A finales del s. XVIII y principios del XIX, se da una fuerte expansión de las misiones protestantes, inspirada en los pietismos desarrollados durante el s. XVIII y favorecida por las dinámicas derivadas de la Primera Revolución Industrial.
La Iglesia Evangélica Española, cuyas fuentes se remontan a la Reforma del s. XVI, echa sus raíces en este impulso misionero que tiene como fruto el establecimiento, a lo largo de la primera mitad del s. XIX, de diferentes congregaciones que adoptan, en cada caso, las tradiciones protestantes propias de aquellas organizaciones misioneras extranjeras que promovieron su implantación (congregacionalista, luterana, metodista, presbiteriana y reformada).
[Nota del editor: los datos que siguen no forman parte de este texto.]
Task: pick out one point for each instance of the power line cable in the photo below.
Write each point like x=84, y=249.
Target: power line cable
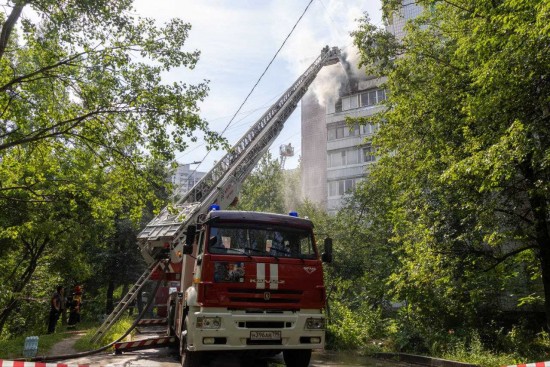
x=261, y=76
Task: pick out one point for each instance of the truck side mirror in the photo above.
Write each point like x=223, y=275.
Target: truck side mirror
x=189, y=239
x=327, y=255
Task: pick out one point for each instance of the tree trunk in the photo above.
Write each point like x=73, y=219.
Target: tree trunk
x=540, y=209
x=109, y=307
x=34, y=250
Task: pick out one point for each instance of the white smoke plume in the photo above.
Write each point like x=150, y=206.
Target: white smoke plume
x=340, y=19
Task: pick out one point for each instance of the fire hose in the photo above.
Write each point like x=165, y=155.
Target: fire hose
x=101, y=349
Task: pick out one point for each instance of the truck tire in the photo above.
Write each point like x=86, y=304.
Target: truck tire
x=188, y=359
x=297, y=357
x=170, y=331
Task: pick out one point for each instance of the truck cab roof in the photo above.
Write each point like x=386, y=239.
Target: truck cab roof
x=257, y=217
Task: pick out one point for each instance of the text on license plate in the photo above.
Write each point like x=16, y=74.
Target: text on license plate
x=265, y=335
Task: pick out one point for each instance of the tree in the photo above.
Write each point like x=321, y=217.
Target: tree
x=263, y=188
x=464, y=147
x=84, y=113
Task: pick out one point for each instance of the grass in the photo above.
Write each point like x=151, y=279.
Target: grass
x=13, y=348
x=116, y=331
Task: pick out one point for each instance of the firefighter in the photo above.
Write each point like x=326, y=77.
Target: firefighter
x=74, y=306
x=55, y=308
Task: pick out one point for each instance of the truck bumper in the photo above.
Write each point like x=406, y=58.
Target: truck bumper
x=240, y=330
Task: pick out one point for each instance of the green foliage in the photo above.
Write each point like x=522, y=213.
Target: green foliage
x=452, y=221
x=115, y=332
x=88, y=128
x=263, y=188
x=352, y=323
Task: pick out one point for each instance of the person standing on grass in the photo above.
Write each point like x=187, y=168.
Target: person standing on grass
x=55, y=308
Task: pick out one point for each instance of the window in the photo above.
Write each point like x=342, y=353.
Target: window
x=341, y=187
x=255, y=241
x=345, y=103
x=372, y=97
x=368, y=154
x=354, y=103
x=341, y=130
x=370, y=129
x=346, y=157
x=338, y=106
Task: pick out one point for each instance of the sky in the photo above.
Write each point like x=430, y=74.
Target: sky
x=237, y=40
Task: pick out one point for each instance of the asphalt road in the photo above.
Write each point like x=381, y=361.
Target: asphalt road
x=166, y=357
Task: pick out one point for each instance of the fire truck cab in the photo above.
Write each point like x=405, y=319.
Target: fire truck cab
x=256, y=287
A partir de la Revolución de 1868 y el consiguiente establecimiento en España de la libertad de cultos, las diversas congregaciones inician un proceso de integración. El núcleo original lo forman congregaciones nacidas en medio de la intolerancia y en la clandestinidad, fundadas como fruto de la labor y el ministerio de pastores, tales como Antonio Vallespinosa (1833–1897), el catalán Francisco de Paula Ruet (1826-1878), el andaluz Manuel Matamoros (1834–1866), el alicantino Juan Bautista Cabrera (1837-1916) y el catalán Francisco Albricias (1856–1934), quienes conocieron persecución y exilio, en Gibraltar y en otros países europeos, recibiendo en ellos la formación teológica que les capacitó para el desarrollo de su misión y ministerio.
En 1869, se reúne en Sevilla una asamblea general formada por delegados de las distintas congregaciones entonces existentes en el territorio español. Los protestantes españoles declararon su intención de organizar una iglesia reformada unida para todo el país con estructura sinodal. Sin embargo, esta intención inicial no se pudo concretar debido a las diferencias de criterio surgidas con respecto a su organización: por un lado, estaban quienes defendían un modelo presbiteriano-congregacionalista y, por otro, aquellos que deseaban una organización de gobierno episcopal. A causa de estas diferencias, surgieron dos denominaciones protestantes de corte histórico en España, la Iglesia Cristiana Española (posteriormente, IEE) y la Iglesia Española Reformada Episcopal (IERE). Debido al origen común de ambas iglesias, la IEE y la IERE mantienen relaciones de profundo respeto, colaboración y hermandad.
En 1886, se celebra en Madrid la X Asamblea de la Iglesia Cristiana Española formada por representantes de sus comunidades en Madrid, Camuñas, Mocejón, Sevilla, Córdoba, Granada, Jerez, Isla de San Fernando, Málaga, Cádiz, Huelva, Cartagena y Reus, y las misiones de Utrera y Villafranca de Córdoba, todas ellas de tradición presbiteriana. La Unión Ibero-Evangélica, que agrupaba congregaciones de tipo congregacionalista en Santander, Bilbao, San Sebastián, Logroño, Pradejón y Zaragoza, con varias misiones, decidió unirse a la Iglesia Cristiana Española que, con este motivo, cambió provisionalmente su nombre por el de Iglesia Evangélica Española, adoptando también provisionalmente como bases la Confesión de fe y la disciplina de la Iglesia Cristiana Española. A estas congregaciones se sumaron las comunidades reformadas que surgieron como resultado de la Misión del Alto Aragón, desarrollada por el pastor francés Albert Cadier entre 1906 y 1911.
En 1955 la Iglesia Metodista Española decide unirse a la Iglesia Evangélica Española; para lo cual, el Sínodo de 1954 aprueba una versión revisada de su Confesión de fe y de su Reglamento. La Iglesia Metodista había llegado a Cataluña y Baleares en 1869, creando su primera comunidad el 1 de septiembre de 1871. En el momento de la unión, la aportación metodista fue en Cataluña de las comunidades antiguas de Barcelona y Rubí, a las que se añadieron posteriormente las nuevas comunidades de Hospitalet de Llobregat, Santa Coloma de Gramanet y La Llagosta. En las Baleares ingresaron en la IEE las iglesias de Palma de Mallorca, Capdepera, Mahón, Villacarlos y sus misiones. Esto hizo que la IEE, que estaba muy poco representada en Cataluña y Baleares, recibiera ahora un fuerte impulso.
Su presente se enriquece de las corrientes teológicas del pasado. Es el resultado de los mejores materiales que cada una de ellas ha ido dejando a la Iglesia a lo largo de la historia.